While seasonal workers are usually not needed after December, this year more will be staying on to help with an influx of gift returns that would typically be handled by regular employees.

Although the “help wanted for the holidays” signs may have left Lawrence store windows, seasonal workers remain at some area businesses.

Kate Turner, co-owner of Express Employment Professionals, said her company placed more workers in seasonal jobs in 2011 than 2010. Many of them worked at distribution centers for large retailers, and some will stay on a little longer to help with the influx of returned gifts that usually come after Christmas.

Overall, Turner’s company saw an uptick of between 20 and 25 percent in job placements over the last quarter compared with 2010.

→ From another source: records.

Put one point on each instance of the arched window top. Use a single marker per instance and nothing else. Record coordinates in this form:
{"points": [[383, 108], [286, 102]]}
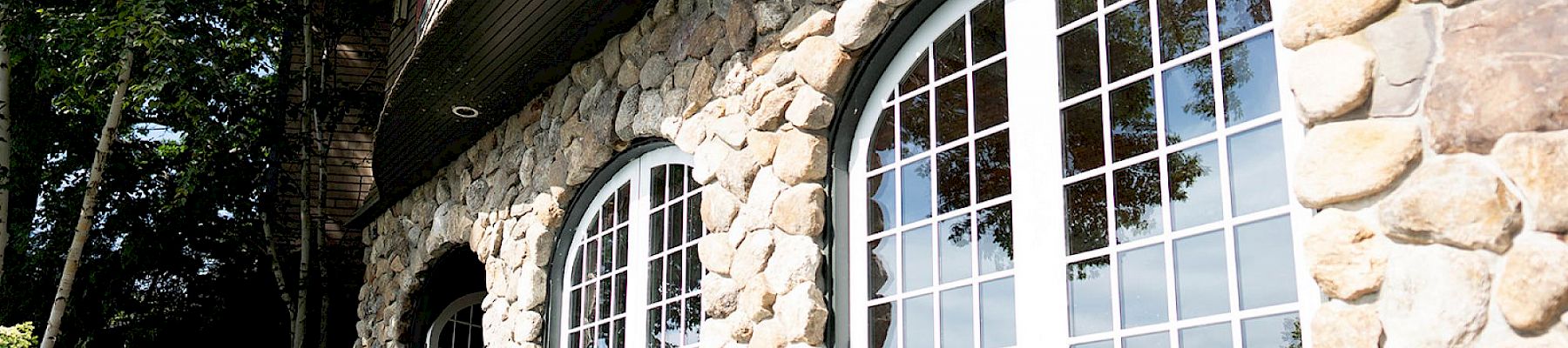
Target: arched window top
{"points": [[632, 271]]}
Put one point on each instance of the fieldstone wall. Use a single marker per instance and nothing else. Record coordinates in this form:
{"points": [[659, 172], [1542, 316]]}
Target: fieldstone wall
{"points": [[1438, 157], [747, 87]]}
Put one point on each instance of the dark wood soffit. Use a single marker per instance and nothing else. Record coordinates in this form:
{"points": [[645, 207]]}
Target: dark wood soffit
{"points": [[491, 57]]}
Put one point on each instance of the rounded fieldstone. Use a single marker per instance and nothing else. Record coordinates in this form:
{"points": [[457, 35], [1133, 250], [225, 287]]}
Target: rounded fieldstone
{"points": [[1309, 21], [1355, 158], [1454, 201], [1532, 291], [1332, 77], [1348, 256], [1538, 164]]}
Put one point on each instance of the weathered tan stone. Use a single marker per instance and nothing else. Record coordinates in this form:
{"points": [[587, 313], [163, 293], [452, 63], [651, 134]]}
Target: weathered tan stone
{"points": [[1538, 164], [803, 314], [1435, 297], [1532, 291], [1497, 74], [1355, 158], [860, 23], [822, 63], [1348, 256], [1456, 201], [1340, 325], [800, 157], [1332, 77], [809, 110], [799, 209], [1321, 19]]}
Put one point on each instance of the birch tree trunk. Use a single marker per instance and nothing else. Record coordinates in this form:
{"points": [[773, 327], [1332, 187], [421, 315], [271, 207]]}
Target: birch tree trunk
{"points": [[88, 203]]}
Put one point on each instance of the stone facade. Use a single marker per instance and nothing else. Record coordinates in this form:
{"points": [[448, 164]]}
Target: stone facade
{"points": [[1438, 157], [745, 87]]}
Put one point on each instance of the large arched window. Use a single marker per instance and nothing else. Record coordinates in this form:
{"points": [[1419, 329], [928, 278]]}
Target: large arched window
{"points": [[632, 265], [1078, 174]]}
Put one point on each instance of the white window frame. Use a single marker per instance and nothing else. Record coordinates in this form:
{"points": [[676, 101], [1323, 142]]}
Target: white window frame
{"points": [[637, 265], [472, 300], [1037, 184]]}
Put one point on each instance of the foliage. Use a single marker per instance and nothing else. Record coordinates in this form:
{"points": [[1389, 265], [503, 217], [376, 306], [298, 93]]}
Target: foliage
{"points": [[19, 336], [176, 254]]}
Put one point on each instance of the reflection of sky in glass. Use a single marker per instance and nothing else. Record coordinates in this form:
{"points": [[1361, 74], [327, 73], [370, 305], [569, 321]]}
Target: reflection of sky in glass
{"points": [[917, 328], [1264, 262], [880, 205], [1258, 170], [954, 248], [1272, 331], [1089, 297], [1201, 203], [1189, 101], [1142, 285], [1252, 87], [916, 258], [1148, 340], [1201, 281], [1206, 336], [916, 190], [882, 269], [997, 314], [956, 318]]}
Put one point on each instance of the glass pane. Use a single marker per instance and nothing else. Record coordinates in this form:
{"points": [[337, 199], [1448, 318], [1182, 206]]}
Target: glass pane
{"points": [[1079, 54], [882, 320], [1258, 170], [952, 181], [1128, 41], [996, 238], [1283, 330], [917, 261], [952, 110], [1201, 278], [1073, 10], [1142, 285], [949, 49], [1089, 295], [993, 166], [1252, 87], [1139, 201], [917, 76], [1189, 101], [988, 30], [880, 204], [1195, 185], [1206, 336], [882, 151], [1085, 204], [954, 248], [1148, 340], [916, 190], [1238, 16], [1264, 262], [1082, 137], [656, 176], [990, 95], [1132, 127], [956, 318], [882, 271], [997, 322], [915, 124], [1184, 27], [917, 328]]}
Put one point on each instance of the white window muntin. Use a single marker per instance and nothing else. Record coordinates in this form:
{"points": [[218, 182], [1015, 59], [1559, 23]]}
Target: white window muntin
{"points": [[1032, 70], [632, 314]]}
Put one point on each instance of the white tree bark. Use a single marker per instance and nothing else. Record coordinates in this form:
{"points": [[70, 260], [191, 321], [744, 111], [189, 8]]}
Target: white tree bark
{"points": [[88, 203]]}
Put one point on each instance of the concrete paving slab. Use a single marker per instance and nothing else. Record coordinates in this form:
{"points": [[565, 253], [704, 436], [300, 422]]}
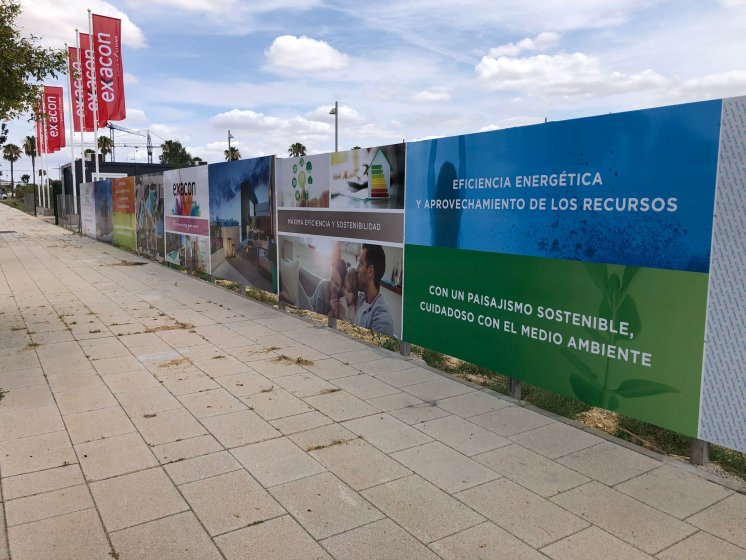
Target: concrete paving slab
{"points": [[67, 537], [674, 491], [301, 422], [484, 542], [178, 537], [531, 470], [406, 499], [588, 543], [41, 481], [277, 461], [105, 458], [609, 463], [277, 539], [511, 420], [359, 464], [642, 526], [324, 505], [275, 403], [24, 422], [167, 426], [201, 467], [522, 513], [341, 406], [240, 428], [98, 424], [230, 501], [703, 545], [365, 386], [462, 435], [36, 453], [380, 540], [129, 500], [556, 440], [185, 449], [164, 324], [725, 519], [48, 504], [387, 433]]}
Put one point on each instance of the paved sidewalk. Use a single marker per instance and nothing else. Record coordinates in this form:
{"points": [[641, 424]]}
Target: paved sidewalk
{"points": [[149, 415]]}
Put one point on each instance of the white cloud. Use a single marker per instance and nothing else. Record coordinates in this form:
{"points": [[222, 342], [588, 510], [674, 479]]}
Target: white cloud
{"points": [[55, 22], [433, 95], [304, 53], [540, 43], [563, 74]]}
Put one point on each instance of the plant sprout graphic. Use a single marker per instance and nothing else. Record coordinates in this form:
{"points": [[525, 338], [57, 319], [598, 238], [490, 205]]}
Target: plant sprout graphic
{"points": [[618, 305]]}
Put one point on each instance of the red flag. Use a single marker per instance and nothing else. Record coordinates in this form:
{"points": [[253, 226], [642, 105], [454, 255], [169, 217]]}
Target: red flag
{"points": [[89, 81], [107, 43], [55, 118], [39, 129], [74, 72]]}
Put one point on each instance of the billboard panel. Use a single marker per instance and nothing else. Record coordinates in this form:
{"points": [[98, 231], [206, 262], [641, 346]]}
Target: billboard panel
{"points": [[123, 201], [149, 214], [242, 233], [340, 221], [186, 213], [572, 255]]}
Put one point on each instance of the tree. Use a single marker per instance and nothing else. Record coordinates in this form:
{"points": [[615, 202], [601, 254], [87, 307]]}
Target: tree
{"points": [[29, 148], [11, 153], [105, 146], [174, 154], [23, 64], [297, 150], [233, 155]]}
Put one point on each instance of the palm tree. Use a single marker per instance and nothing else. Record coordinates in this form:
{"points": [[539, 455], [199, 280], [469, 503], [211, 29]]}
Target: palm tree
{"points": [[233, 155], [29, 148], [105, 146], [11, 153], [297, 150]]}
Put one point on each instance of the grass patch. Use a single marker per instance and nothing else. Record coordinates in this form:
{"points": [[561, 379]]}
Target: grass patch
{"points": [[175, 327], [282, 358], [175, 362]]}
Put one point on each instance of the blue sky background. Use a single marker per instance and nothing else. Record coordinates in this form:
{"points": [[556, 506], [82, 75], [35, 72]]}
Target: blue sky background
{"points": [[270, 71]]}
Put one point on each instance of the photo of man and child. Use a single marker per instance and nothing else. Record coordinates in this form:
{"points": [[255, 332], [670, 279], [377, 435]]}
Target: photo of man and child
{"points": [[355, 282]]}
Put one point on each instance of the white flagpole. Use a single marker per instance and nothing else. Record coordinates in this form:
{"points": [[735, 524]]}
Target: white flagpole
{"points": [[95, 86], [71, 67], [81, 117], [44, 190], [39, 155]]}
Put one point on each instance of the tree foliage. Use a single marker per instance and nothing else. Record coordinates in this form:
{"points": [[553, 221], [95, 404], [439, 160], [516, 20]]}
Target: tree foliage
{"points": [[105, 146], [174, 154], [233, 155], [23, 64], [297, 150], [12, 154]]}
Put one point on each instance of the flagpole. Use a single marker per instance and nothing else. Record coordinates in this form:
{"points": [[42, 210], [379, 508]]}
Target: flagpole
{"points": [[44, 192], [71, 68], [81, 116], [38, 151], [95, 87]]}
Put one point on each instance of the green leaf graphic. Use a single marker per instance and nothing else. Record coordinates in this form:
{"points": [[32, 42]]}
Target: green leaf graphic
{"points": [[635, 388], [598, 273], [628, 312], [586, 391], [579, 365], [629, 275]]}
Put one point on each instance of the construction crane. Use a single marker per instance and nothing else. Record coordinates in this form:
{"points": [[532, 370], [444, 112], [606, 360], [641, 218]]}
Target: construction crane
{"points": [[145, 133]]}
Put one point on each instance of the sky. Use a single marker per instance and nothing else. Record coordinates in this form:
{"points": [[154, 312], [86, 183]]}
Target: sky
{"points": [[271, 71]]}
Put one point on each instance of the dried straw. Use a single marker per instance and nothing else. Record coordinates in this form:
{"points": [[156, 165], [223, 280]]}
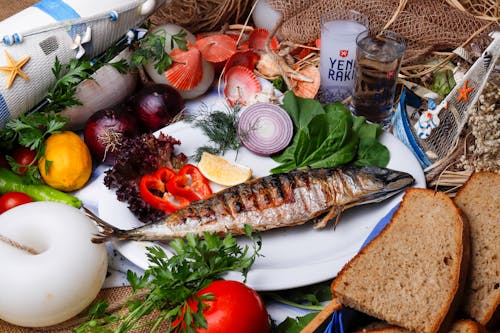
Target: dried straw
{"points": [[201, 15]]}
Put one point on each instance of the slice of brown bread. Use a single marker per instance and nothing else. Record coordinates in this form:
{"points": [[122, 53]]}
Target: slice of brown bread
{"points": [[412, 273], [479, 199], [459, 326]]}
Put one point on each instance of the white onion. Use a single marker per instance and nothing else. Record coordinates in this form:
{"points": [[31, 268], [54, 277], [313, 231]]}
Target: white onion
{"points": [[65, 276], [265, 128]]}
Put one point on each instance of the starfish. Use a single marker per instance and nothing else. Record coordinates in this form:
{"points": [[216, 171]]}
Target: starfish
{"points": [[15, 68], [464, 92]]}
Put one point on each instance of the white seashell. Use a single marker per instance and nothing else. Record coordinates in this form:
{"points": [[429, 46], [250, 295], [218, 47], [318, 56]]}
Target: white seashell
{"points": [[464, 54], [108, 88], [147, 7], [208, 68]]}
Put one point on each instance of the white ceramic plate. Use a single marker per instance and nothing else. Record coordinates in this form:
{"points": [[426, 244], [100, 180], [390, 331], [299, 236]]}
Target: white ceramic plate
{"points": [[292, 257]]}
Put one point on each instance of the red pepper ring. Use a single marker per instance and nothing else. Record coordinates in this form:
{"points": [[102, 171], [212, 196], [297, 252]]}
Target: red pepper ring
{"points": [[157, 181], [189, 183]]}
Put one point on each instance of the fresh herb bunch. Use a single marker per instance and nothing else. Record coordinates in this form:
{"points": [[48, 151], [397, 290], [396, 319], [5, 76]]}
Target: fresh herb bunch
{"points": [[221, 128], [329, 136], [168, 283], [152, 48], [32, 129]]}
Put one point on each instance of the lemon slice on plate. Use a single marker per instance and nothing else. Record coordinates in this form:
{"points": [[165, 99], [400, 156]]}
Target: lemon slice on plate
{"points": [[223, 172]]}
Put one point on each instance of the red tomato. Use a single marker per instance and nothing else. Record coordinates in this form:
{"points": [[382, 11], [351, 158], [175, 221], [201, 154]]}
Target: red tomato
{"points": [[3, 162], [235, 308], [12, 199], [24, 157]]}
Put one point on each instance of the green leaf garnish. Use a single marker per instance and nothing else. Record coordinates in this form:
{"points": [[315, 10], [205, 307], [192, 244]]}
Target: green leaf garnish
{"points": [[169, 282]]}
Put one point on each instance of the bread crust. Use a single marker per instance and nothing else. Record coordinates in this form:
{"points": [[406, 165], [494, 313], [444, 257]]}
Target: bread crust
{"points": [[492, 316], [446, 314]]}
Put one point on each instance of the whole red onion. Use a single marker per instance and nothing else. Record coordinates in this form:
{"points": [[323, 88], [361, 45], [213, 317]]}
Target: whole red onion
{"points": [[155, 105], [105, 130]]}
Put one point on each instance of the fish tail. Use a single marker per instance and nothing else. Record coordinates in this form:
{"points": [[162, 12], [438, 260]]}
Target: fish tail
{"points": [[108, 231]]}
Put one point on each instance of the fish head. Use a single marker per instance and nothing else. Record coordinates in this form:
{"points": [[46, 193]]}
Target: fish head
{"points": [[377, 184]]}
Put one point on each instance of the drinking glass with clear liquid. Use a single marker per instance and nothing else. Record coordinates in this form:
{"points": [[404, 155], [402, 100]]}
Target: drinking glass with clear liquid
{"points": [[378, 60], [339, 30]]}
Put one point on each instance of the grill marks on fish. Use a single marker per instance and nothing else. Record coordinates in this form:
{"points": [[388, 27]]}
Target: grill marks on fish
{"points": [[277, 200], [274, 201]]}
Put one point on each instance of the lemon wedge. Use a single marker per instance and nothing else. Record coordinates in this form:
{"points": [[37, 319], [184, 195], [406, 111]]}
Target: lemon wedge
{"points": [[223, 172]]}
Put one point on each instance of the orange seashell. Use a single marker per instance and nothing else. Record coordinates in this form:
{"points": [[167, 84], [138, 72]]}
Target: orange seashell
{"points": [[306, 89], [186, 71], [216, 48], [257, 40], [240, 85], [246, 58]]}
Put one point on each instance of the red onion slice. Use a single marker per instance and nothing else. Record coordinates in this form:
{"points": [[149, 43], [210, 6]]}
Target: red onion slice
{"points": [[265, 128]]}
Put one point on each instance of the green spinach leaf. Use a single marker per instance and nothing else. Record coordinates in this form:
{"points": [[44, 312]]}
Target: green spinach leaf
{"points": [[372, 152], [294, 325]]}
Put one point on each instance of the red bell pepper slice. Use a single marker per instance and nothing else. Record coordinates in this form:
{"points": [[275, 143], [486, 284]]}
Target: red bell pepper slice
{"points": [[154, 191], [189, 183]]}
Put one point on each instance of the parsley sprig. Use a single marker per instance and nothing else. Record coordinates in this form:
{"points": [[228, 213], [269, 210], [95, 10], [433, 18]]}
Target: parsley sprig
{"points": [[169, 282], [32, 129], [152, 48]]}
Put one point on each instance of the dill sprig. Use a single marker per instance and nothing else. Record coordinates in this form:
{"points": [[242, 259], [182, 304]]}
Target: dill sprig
{"points": [[220, 127]]}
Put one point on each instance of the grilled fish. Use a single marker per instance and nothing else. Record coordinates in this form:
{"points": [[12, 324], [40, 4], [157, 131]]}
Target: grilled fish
{"points": [[274, 201]]}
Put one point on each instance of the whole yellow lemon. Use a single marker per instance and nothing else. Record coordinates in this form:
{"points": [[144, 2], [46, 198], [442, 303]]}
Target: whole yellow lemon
{"points": [[67, 163]]}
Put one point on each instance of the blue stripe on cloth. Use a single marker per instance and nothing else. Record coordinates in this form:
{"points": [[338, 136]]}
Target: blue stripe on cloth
{"points": [[61, 11], [4, 111], [58, 9]]}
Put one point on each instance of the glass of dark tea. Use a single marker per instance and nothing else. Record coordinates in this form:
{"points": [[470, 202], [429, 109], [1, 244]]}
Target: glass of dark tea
{"points": [[378, 60]]}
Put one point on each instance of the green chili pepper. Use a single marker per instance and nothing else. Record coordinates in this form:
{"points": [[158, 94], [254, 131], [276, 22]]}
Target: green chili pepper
{"points": [[10, 182]]}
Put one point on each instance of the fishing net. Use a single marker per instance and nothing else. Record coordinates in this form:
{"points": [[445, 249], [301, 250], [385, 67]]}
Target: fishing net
{"points": [[427, 25]]}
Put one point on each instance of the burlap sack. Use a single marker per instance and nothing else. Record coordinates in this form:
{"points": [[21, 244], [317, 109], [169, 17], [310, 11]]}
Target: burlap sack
{"points": [[427, 25], [114, 296]]}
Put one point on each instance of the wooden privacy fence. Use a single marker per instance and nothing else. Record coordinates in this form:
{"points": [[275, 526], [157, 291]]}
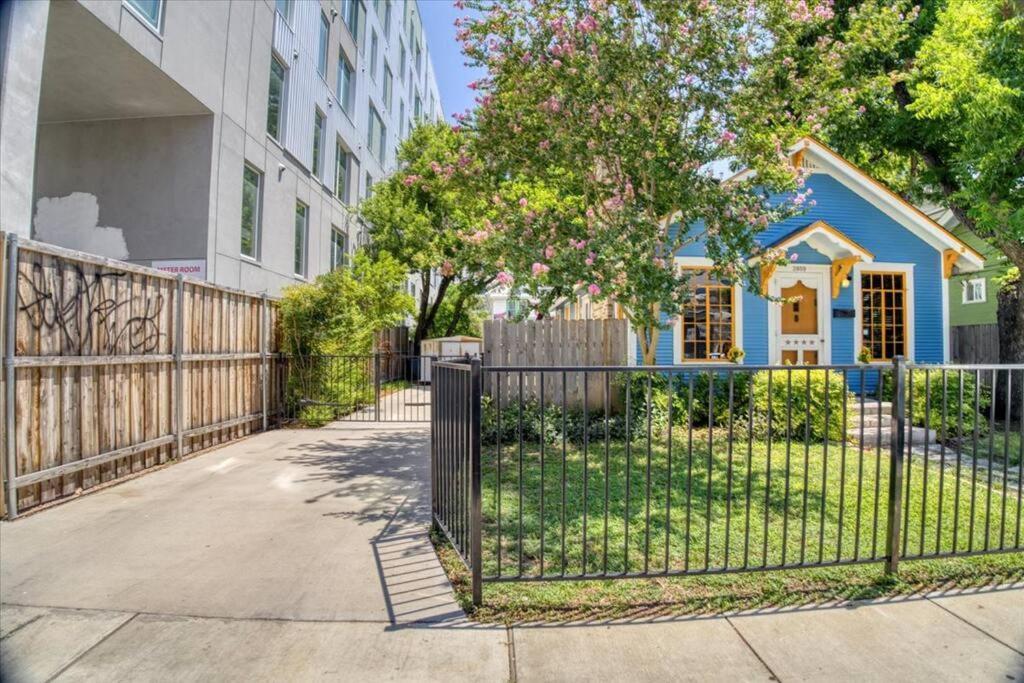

“There were some pretty big companies in the area that did need seasonal staffing,” Turner said.

In past years, those companies would have had enough full-time employees to handle the post-holiday gift returns, but layoffs have left them without the manpower to do so.

Eric Dungans holds a different type of seasonal job. His work at Kansas University’s Allen Fieldhouse centers on basketball season, not the holiday season. Dungans has worked there since October doing maintenance.

“It’s been good for me,” said Dungans, who has been seeking permanent employment since moving to Lawrence several months ago.

His current position, which he got through Express Employment, is expected to end in March.

Nationally, customer service and retail positions were the jobs most in demand during the holidays, but they weren’t the only ones being offered. Customer service and retail jobs made up about 30 percent of seasonal jobs, according to a, and the other 70 percent of jobs were in areas such as clerical work, shipping and technology.

Shirley Martin-Smith, owner of the local staffing franchise Adecco, said there has been a shift in the way companies structure their workforces. In the old days, a company might call her and request five employees for the next day. Now they plan ahead, calling to reserve employees weeks or months in advance.

Martin-Smith thinks it is partially a function of the recession, in which layoffs have forced companies to operate with less people and invest in new technologies that help them to do that. This allows them to better predict when they will need extra help, beyond obvious times such as the holidays.

“Our mission is to fill a company’s need when they have a peak in their workload,” Martin-Smith said. “Now they can look ahead to see what kind of resources or personnel they might need to help them go through a peak.”

Dungans has also noticed employers are planning further ahead with their temporary job offerings. His contacts at Express Employment have been good about having jobs lined up for him.

Dungans hopes his basketball season job will lead to full-time employment at KU or elsewhere, but if that doesn’t happen he thinks he will have another temporary job lined up before the end of basketball season.